Updated Week 5 with November version

2025-11-04 07:26:42 -05:00
parent 9132764523
commit e5c3fcab46
81 changed files with 9263 additions and 2725 deletions
--- a/week5/pro_implementation/answer.py
+++ b/week5/pro_implementation/answer.py
@@ -0,0 +1,145 @@
+from openai import OpenAI
+from dotenv import load_dotenv
+from chromadb import PersistentClient
+from litellm import completion
+from pydantic import BaseModel, Field
+from pathlib import Path
+from tenacity import retry, wait_exponential
+
+
+load_dotenv(override=True)
+
+# MODEL = "openai/gpt-4.1-nano"
+MODEL = "groq/openai/gpt-oss-120b"
+DB_NAME = str(Path(__file__).parent.parent / "preprocessed_db")
+KNOWLEDGE_BASE_PATH = Path(__file__).parent.parent / "knowledge-base"
+SUMMARIES_PATH = Path(__file__).parent.parent / "summaries"
+
+collection_name = "docs"
+embedding_model = "text-embedding-3-large"
+wait = wait_exponential(multiplier=1, min=10, max=240)
+
+openai = OpenAI()
+
+chroma = PersistentClient(path=DB_NAME)
+collection = chroma.get_or_create_collection(collection_name)
+
+RETRIEVAL_K = 20
+FINAL_K = 10
+
+SYSTEM_PROMPT = """
+You are a knowledgeable, friendly assistant representing the company Insurellm.
+You are chatting with a user about Insurellm.
+Your answer will be evaluated for accuracy, relevance and completeness, so make sure it only answers the question and fully answers it.
+If you don't know the answer, say so.
+For context, here are specific extracts from the Knowledge Base that might be directly relevant to the user's question:
+{context}
+
+With this context, please answer the user's question. Be accurate, relevant and complete.
+"""
+
+
+class Result(BaseModel):
+    page_content: str
+    metadata: dict
+
+
+class RankOrder(BaseModel):
+    order: list[int] = Field(
+        description="The order of relevance of chunks, from most relevant to least relevant, by chunk id number"
+    )
+
+
+@retry(wait=wait)
+def rerank(question, chunks):
+    system_prompt = """
+You are a document re-ranker.
+You are provided with a question and a list of relevant chunks of text from a query of a knowledge base.
+The chunks are provided in the order they were retrieved; this should be approximately ordered by relevance, but you may be able to improve on that.
+You must rank order the provided chunks by relevance to the question, with the most relevant chunk first.

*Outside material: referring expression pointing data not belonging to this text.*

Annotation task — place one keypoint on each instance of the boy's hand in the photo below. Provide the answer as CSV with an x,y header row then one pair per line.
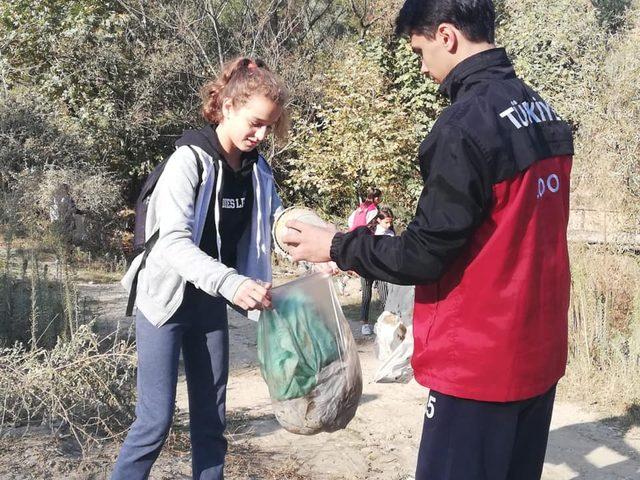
x,y
308,242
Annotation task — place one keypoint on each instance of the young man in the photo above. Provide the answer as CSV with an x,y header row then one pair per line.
x,y
486,250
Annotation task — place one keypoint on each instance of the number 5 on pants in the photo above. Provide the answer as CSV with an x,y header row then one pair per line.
x,y
430,409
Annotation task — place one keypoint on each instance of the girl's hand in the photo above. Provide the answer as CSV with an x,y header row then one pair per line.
x,y
252,295
328,267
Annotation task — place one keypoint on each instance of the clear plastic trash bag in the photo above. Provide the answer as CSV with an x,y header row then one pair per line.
x,y
308,357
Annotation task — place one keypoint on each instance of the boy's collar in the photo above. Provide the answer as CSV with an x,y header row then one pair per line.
x,y
492,63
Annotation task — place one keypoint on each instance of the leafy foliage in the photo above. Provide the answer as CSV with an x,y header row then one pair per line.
x,y
557,48
364,132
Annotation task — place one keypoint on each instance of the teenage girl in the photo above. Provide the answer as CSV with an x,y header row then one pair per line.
x,y
382,224
213,249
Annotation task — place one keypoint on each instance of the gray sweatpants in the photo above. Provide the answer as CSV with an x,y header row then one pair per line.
x,y
200,329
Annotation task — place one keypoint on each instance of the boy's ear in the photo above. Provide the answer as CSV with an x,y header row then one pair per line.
x,y
447,36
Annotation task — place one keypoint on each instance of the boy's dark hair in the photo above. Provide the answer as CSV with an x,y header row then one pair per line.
x,y
474,18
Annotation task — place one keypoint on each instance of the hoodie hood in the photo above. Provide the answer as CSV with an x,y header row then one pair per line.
x,y
205,138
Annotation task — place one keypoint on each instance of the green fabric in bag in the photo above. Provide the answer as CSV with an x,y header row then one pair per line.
x,y
294,344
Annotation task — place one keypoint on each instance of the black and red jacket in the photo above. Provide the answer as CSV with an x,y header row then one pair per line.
x,y
487,248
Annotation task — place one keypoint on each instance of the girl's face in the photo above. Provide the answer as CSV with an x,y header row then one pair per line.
x,y
246,126
386,223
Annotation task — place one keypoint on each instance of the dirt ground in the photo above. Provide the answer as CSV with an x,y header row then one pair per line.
x,y
379,443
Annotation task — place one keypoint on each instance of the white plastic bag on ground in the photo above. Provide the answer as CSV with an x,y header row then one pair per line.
x,y
394,347
397,366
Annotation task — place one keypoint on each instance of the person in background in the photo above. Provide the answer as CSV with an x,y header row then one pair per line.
x,y
366,211
383,226
365,215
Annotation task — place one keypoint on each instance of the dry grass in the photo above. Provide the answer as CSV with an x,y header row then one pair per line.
x,y
604,329
83,387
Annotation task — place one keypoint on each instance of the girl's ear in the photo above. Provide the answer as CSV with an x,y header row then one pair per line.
x,y
227,108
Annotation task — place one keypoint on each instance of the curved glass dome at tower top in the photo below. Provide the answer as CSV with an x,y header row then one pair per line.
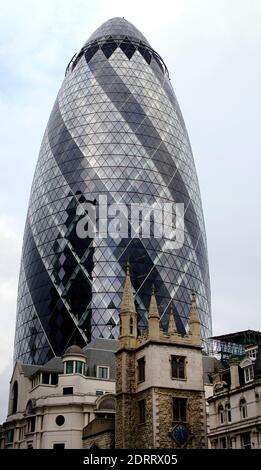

+Reply only with the list of ranked chunk ids, nothing else. Include all the chunk ids you are provided with, reranked.
+"""
+    user_prompt = f"The user has asked the following question:\n\n{question}\n\nOrder all the chunks of text by relevance to the question, from most relevant to least relevant. Include all the chunk ids you are provided with, reranked.\n\n"
+    user_prompt += "Here are the chunks:\n\n"
+    for index, chunk in enumerate(chunks):
+        user_prompt += f"# CHUNK ID: {index + 1}:\n\n{chunk.page_content}\n\n"
+    user_prompt += "Reply only with the list of ranked chunk ids, nothing else."
+    messages = [
+        {"role": "system", "content": system_prompt},
+        {"role": "user", "content": user_prompt},
+    ]
+    response = completion(model=MODEL, messages=messages, response_format=RankOrder)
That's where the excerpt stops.